TypeScript class implements class with private functions
The current solution with out-of-the-box support from Typescript is simply
class A {
private f() { console.log("f"); }
public g() { console.log("G"); }
}
class B implements Pick<A, keyof A> {
public g() { console.log("g"); }
}
Explanation: keyof A
only returns public properties (and methods) of A
, and Pick
will then down trim A
to only its public properties and their respective type.
The issue Microsoft/TypeScript#18499 discusses why private members are required when determining compatibility. The reason is: class private members are visible to other instances of the same class.
One remark by @RyanCavanaugh is particularly relevant and illuminating:
Allowing the private fields to be missing would be an enormous problem, not some trivial soundness issue. Consider this code:class Identity { private id: string = "secret agent"; public sameAs(other: Identity) { return this.id.toLowerCase() === other.id.toLowerCase(); } } class MockIdentity implements Identity { public sameAs(other: Identity) { return false; } }
MockIdentity
is a public-compatible version ofIdentity
but attempting to use it as one will crash insameAs
when a non-mocked copy interacts with a mocked copy.
Just to be clear, here's where it would fail:
const identity = new Identity();
const mockIdentity = new MockIdentity();
identity.sameAs(mockIdentity); // boom!
So, there are good reasons why you can't do it.

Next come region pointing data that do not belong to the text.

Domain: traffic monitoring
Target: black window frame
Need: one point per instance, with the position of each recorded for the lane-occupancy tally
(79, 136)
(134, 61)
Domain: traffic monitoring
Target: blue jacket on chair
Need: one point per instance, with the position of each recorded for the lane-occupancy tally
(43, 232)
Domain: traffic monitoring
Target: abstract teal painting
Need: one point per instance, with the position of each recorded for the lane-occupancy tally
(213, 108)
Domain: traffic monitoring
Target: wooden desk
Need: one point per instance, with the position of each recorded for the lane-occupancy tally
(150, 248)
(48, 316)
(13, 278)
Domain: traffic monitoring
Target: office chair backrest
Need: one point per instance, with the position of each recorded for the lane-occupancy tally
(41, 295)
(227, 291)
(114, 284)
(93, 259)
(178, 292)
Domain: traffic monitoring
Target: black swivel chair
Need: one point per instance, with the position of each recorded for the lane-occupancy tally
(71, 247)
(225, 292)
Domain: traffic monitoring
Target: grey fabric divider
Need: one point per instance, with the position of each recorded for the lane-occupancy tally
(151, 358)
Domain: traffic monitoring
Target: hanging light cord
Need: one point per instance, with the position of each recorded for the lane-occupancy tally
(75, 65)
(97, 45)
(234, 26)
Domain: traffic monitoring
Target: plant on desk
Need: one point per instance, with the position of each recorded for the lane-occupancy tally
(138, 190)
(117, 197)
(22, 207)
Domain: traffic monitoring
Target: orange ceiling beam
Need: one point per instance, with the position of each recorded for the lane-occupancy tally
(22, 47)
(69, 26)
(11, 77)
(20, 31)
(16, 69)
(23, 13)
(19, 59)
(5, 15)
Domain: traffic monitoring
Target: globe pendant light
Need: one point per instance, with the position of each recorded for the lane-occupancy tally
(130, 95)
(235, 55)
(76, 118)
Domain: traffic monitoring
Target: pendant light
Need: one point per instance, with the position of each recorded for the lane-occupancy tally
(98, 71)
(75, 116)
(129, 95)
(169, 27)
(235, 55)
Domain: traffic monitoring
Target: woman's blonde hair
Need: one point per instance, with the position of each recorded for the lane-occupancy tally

As a workaround, you can pull out just the public properties of a class with a mapped type like this:
type PublicPart<T> = {[K in keyof T]: T[K]}
And then you can have B
implement not A
but PublicPart<A>
:
class A {
private f() { console.log("f"); }
public g() { console.log("G"); }
}
// works
class B implements PublicPart<A> {
public g() { console.log("g"); }
}
Hope that helps; good luck!